(a) One-third of the voting power, represented in person or
by proxy, shall constitute a quorum at a meeting of members, but,
subject to subdivisions (b) and (c), a bylaw may set a different
quorum. Any bylaw amendment to increase the quorum may be adopted
only by approval of the members (Section 5034). If a quorum is
present, the affirmative vote of the majority of the voting power
represented at the meeting, entitled to vote, and voting on any
matter shall be the act of the members, unless the vote of a greater
number or voting by classes is required by this part or the articles
or bylaws.
(b) Where a bylaw authorizes a corporation to conduct a meeting
with a quorum of less than one-third of the voting power, then the
only matters that may be voted upon at any regular meeting actually
attended, in person or by proxy, by less than one-third of the voting
power are matters notice of the general nature of which was given,
pursuant to the first sentence of subdivision (a) of Section 5511.

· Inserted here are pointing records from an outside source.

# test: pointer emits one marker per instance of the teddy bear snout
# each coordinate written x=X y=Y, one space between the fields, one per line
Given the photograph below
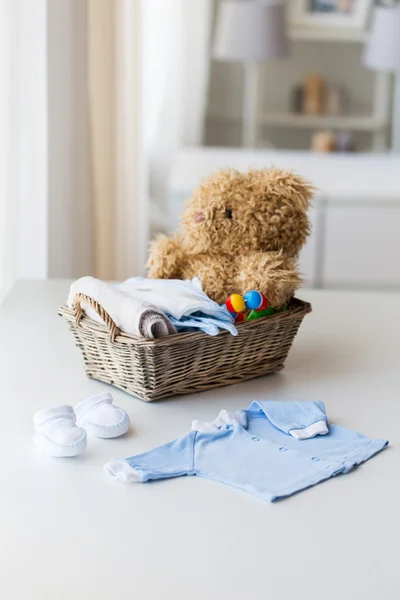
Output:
x=199 y=217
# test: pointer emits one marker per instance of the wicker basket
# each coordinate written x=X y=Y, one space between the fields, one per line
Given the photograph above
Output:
x=185 y=362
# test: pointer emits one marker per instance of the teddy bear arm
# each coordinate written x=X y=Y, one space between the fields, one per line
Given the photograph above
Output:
x=166 y=259
x=271 y=273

(c) Subject to subdivision (b), the members present at a duly
called or held meeting at which a quorum is present may continue to
transact business until adjournment notwithstanding the withdrawal of
enough members to leave less than a quorum, if any action taken
(other than adjournment) is approved by at least a majority of the
members required to constitute a quorum or, if required by this
division or the articles or the bylaws, the vote of a greater number
or voting by classes.
(d) In the absence of a quorum, any meeting of members may be
adjourned from time to time by the vote of a majority of the votes
represented either in person or by proxy, but no other business may
be transacted, except as provided in subdivision (c).